India's TB Elimination Goal: 2025 Target Out of Reach Despite Progress
India's 2025 TB elimination target remains distant

India's ambitious goal to eliminate tuberculosis by 2025 appears increasingly unattainable, according to the latest Global TB Report 2025. Despite making significant strides in diagnosis and treatment, the country continues to bear the world's highest tuberculosis burden with approximately 27.1 lakh cases and over three lakh deaths recorded in 2024.

Progress Amidst Persistent Challenges

The report reveals a complex picture of India's fight against TB. On one hand, the country achieved its highest-ever diagnosis rate, identifying 26.18 lakh cases in 2024 and narrowing the gap between estimated and actual diagnosed cases to just around one lakh "mission cases." This achievement placed India among eight high-burden nations that successfully diagnosed more than 80% of estimated cases.

However, this progress remains insufficient to meet the elimination target announced by Prime Minister Narendra Modi in 2018. The data shows India has managed only a 21% reduction in new cases and a 28% reduction in deaths between 2015 and 2024. These figures fall significantly short of the END TB milestones for 2025, which require a 50% reduction in TB incidence and 75% reduction in TB deaths.

Treatment Advances and Persistent Gaps

India's treatment coverage saw remarkable improvement, surging to 92% in 2024 from just 53% in 2015. The Union Health Ministry credits this success to innovative case-finding approaches, rapid adoption of new technologies, and large-scale community mobilization efforts.

Significant innovations include the BPaL regimen, which cuts treatment time for resistant infections from 18-24 months to just six months.
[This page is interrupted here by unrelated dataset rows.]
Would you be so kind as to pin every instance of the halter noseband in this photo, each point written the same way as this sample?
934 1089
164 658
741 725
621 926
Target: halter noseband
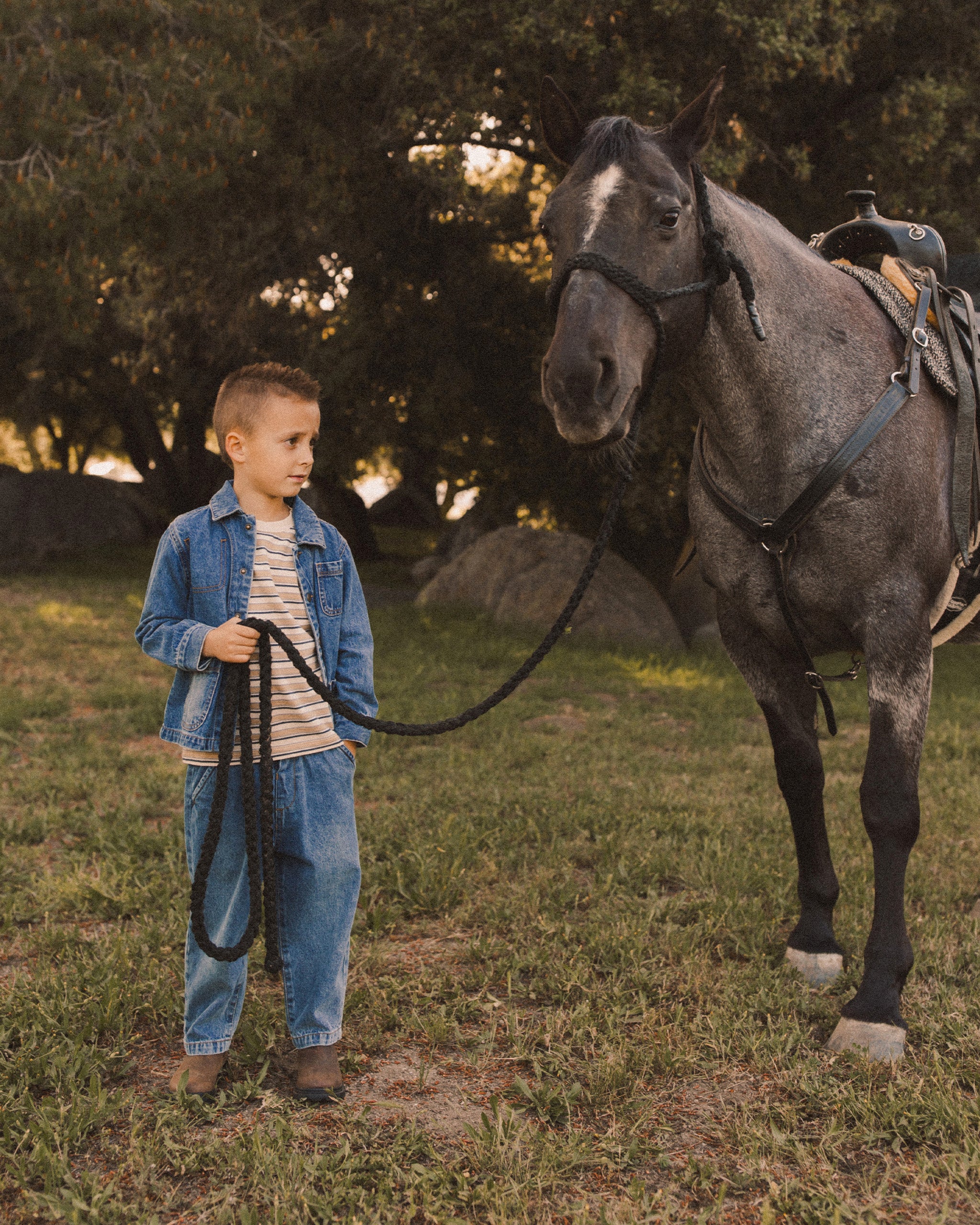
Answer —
720 265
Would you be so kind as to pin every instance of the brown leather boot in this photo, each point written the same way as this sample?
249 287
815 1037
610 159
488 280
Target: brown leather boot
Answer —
202 1073
319 1075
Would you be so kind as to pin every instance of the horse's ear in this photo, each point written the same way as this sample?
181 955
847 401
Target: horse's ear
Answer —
563 128
695 126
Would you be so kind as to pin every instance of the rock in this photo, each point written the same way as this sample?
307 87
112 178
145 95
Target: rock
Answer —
407 506
692 603
520 574
494 509
56 512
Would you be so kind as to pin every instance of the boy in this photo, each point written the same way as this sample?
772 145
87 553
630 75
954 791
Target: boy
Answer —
257 550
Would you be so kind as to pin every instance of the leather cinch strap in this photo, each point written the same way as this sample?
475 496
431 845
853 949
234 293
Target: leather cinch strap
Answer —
778 536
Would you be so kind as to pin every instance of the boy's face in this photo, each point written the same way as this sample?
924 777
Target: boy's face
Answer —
277 455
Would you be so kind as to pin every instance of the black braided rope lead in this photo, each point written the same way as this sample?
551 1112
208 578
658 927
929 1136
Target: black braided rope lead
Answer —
237 710
720 265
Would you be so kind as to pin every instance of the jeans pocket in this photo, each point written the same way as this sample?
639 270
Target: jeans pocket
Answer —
196 786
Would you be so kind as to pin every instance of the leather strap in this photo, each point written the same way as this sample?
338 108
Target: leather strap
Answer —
963 447
778 537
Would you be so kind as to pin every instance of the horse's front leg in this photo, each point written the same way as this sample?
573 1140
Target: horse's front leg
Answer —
900 681
789 706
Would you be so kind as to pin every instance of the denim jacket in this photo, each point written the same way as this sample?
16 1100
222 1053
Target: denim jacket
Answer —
201 579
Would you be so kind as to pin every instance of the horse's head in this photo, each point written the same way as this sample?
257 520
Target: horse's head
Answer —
628 196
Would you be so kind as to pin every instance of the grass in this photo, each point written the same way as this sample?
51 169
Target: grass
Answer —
572 926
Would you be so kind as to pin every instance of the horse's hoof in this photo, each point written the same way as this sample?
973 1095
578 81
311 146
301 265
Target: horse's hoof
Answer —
881 1043
819 969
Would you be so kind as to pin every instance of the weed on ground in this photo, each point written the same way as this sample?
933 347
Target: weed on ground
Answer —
568 996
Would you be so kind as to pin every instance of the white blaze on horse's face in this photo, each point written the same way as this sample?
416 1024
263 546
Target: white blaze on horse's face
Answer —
598 195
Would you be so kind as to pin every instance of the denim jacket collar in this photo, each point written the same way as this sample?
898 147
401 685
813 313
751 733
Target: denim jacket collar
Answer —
224 504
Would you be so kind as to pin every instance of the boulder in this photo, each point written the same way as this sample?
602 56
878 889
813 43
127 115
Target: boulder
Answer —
57 512
407 506
692 603
521 574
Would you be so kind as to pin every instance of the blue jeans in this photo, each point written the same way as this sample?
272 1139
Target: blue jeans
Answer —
319 881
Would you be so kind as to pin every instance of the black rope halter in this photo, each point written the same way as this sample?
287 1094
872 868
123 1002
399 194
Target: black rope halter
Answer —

The government has also deployed AI-enabled hand-held X-ray devices that can detect asymptomatic cases during community screening. These measures helped screen over 19 crore vulnerable individuals and detect more than 24.5 lakh cases, including 8.61 lakh asymptomatic ones.

Despite these advances, experts identify several persistent challenges. Dr S K Kabra, former professor of paediatric pulmonology at AIIMS, New Delhi, emphasized the need for introspection: "There is a need to consult all stakeholders - patients, family members, labs, DOT centres, doctors, nurses, regulators - to look for gaps and address them."

Drug Resistance and Contributing Factors

India continues to be a major contributor to drug-resistant TB, accounting for nearly one-third of global cases. In 2024, 12.63% of previously treated patients and 3.64% of new cases showed drug resistance, translating to approximately 1.27 lakh people with drug-resistant TB.

Dr Jugal Kishore, head of community medicine at Safdarjung Hospital, identified multiple factors hindering progress. "The Covid-19 pandemic diverted resources from TB programs, and treatment completion remains a challenge. When people stop treatment midway, it can result in drug-resistant infections that spread in the community."

Additional risk factors include rising air pollution in cities like Delhi and increasing prevalence of diabetes. In 2024 alone, an estimated 3.2 lakh TB cases could be attributed to diabetes, highlighting the interconnected nature of health challenges.

While India's treatment success rate of 90% exceeds the global average of 88%, the country still accounts for 8.8% of the global gap between estimated and diagnosed cases, second only to Indonesia at 10%. This underscores the ongoing challenge in a nation that, while making measurable progress, remains far from its elimination ambitions.